40-something married women who are not in shape and have bad roots and are out to dinner with their respective families that include a wheelchair-bound grandmother and several children should NEVER decide to wear stretchy culottes 1 cm above their asscrack with mounds of muffin top flopping over their waistbands. I’m just sayin’. I was just tryin’ to eat dinner. And “Oh, no she di-in’t!” may have come flyin’ out of my mouth.
My mere presence in a company apparently causes corporate restructuring. This one happened yesterday. This happens every time I join a company. It took less than one year for this to occur this time. My apologies to the employees. This time I’ve kinda lost my awesome boss to a groovy promotion. Damnit. Hoping the new guy is cool, too.
Sometimes if I lay very still, Wiggly will move in such a way that I can identify a particular body part scooting around in there.

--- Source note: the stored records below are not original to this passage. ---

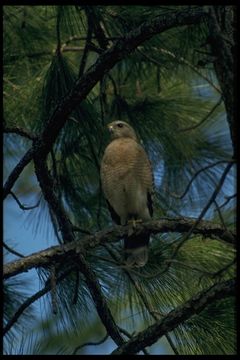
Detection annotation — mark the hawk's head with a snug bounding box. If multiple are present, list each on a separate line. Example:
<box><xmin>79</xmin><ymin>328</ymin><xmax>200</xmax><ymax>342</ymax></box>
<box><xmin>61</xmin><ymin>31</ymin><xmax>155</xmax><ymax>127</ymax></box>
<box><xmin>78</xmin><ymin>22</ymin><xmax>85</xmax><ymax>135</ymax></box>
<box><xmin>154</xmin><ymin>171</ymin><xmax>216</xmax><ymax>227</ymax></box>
<box><xmin>107</xmin><ymin>120</ymin><xmax>137</xmax><ymax>141</ymax></box>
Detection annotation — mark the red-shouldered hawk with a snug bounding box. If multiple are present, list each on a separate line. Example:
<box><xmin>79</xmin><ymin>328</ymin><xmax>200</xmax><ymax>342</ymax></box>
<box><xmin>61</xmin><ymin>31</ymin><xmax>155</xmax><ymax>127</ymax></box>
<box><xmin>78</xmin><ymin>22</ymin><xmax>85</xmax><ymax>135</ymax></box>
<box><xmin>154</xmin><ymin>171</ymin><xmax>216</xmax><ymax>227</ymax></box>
<box><xmin>101</xmin><ymin>121</ymin><xmax>153</xmax><ymax>267</ymax></box>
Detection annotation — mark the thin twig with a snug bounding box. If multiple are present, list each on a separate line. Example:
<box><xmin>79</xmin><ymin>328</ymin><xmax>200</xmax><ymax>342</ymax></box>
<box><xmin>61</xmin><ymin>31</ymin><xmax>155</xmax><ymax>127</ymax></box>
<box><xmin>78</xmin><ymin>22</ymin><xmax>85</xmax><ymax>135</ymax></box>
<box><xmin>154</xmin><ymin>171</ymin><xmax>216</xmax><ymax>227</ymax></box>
<box><xmin>219</xmin><ymin>194</ymin><xmax>237</xmax><ymax>209</ymax></box>
<box><xmin>50</xmin><ymin>264</ymin><xmax>58</xmax><ymax>315</ymax></box>
<box><xmin>9</xmin><ymin>191</ymin><xmax>41</xmax><ymax>210</ymax></box>
<box><xmin>169</xmin><ymin>159</ymin><xmax>234</xmax><ymax>199</ymax></box>
<box><xmin>78</xmin><ymin>14</ymin><xmax>93</xmax><ymax>78</ymax></box>
<box><xmin>112</xmin><ymin>279</ymin><xmax>236</xmax><ymax>355</ymax></box>
<box><xmin>72</xmin><ymin>225</ymin><xmax>92</xmax><ymax>235</ymax></box>
<box><xmin>72</xmin><ymin>333</ymin><xmax>109</xmax><ymax>355</ymax></box>
<box><xmin>178</xmin><ymin>97</ymin><xmax>222</xmax><ymax>132</ymax></box>
<box><xmin>3</xmin><ymin>215</ymin><xmax>236</xmax><ymax>279</ymax></box>
<box><xmin>3</xmin><ymin>242</ymin><xmax>25</xmax><ymax>258</ymax></box>
<box><xmin>105</xmin><ymin>245</ymin><xmax>178</xmax><ymax>355</ymax></box>
<box><xmin>3</xmin><ymin>126</ymin><xmax>37</xmax><ymax>140</ymax></box>
<box><xmin>172</xmin><ymin>163</ymin><xmax>233</xmax><ymax>258</ymax></box>
<box><xmin>3</xmin><ymin>148</ymin><xmax>33</xmax><ymax>200</ymax></box>
<box><xmin>137</xmin><ymin>47</ymin><xmax>221</xmax><ymax>94</ymax></box>
<box><xmin>213</xmin><ymin>199</ymin><xmax>227</xmax><ymax>231</ymax></box>
<box><xmin>3</xmin><ymin>268</ymin><xmax>72</xmax><ymax>335</ymax></box>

This amuses me and The Swimmy to no end. If Husband saw it, his head might spin off.
Oreo cookies have some kind of jedi mind trick hold on me. The Force is strong with them.
I have finally picked something to go on Wiggly’s wall in his room. Actual decorations, people! And I found it at WALMART.com of all places! Check it out. $29! Love it. (No, that is not his real name.)
That’s it for now! Have a terrific holiday weekend and be safe everyone!